Une vocation qui débuta avec un papier et un crayon : “Vers 16 ans, mes professeurs de dessin me voyaient déjà intégrer une école d’art, au point où ils étaient plus convaincus que moi !”. Un choix de carrière qui au début est difficilement accepté par son père, PDG d’Eiffel construction – il s’est notamment occupé du Viaduc de Millau – et qui voyait plutôt son fils suivre ses pas et s’intéresser à l’architecture. “Très vite, la question ne s’est plus posée vu que je n’arrivais pas à aligner deux chiffres en maths, du coup le domaine artistique représentait la seule porte ouverte et question architecture, dans un sens, c’est ce que je crée tous les jours, c’est la base du concept design.”

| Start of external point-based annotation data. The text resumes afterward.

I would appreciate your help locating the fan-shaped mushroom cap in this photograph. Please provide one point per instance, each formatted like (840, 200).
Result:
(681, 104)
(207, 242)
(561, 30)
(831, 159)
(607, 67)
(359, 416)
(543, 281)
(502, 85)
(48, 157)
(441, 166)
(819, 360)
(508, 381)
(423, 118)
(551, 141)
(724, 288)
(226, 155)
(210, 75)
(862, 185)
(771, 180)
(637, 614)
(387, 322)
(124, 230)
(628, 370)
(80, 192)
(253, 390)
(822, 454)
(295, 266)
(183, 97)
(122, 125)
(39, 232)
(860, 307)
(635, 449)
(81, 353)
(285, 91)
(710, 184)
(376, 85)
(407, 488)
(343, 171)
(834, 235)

Comment j’ai dit non à Ridley Scott
Concept artist aguerri dans les jeux vidéo, Sparth garde toujours un œil averti du côté du cinéma. “En dehors de quelques productions de jeu comme Ico, le jeu vidéo ne fait pas encore le poids comparé à des Aliens ou Blade Runner. Tout est encore si nouveau dans le monde du jeu.” Mais si le dessinateur avoue sa préférence pour la pellicule, il a pourtant repoussé les avances d’Hollywood, notamment celles de Dreamworks et Ridley Scott. “La raison principale pour laquelle je n’y travaille pas, c’est la constance. Avec trois enfants, je n’ai pas le profil pour enchaîner des productions aux quatre coins du monde et je n’ai pas envie que mes enfants souffrent de cette situation.” Le cinéma, Sparth y a quand même déjà goûté sur l’adaptation de Vingt Mille Lieues Sous Les Mers, un projet de Christophe Gans développé avant Le Pacte des loups. Une expérience pleine de souvenirs, “Christophe Gans nous racontait sa vision du cinéma pendant deux heures tous les matins, et rien que pour ça, cela valait la peine d’être vécu. Je me souviens aussi de murs de studio remplis d’originaux de Vatine et de Druillet”. Avec pour terrain de jeu actuel l’univers d’Halo, qui sait, Sparth pourrait finalement se retrouver plus vite que prévu au cinéma si jamais ce surdoué de Neil Blomkamp se décide à se remettre sur cette adaptation.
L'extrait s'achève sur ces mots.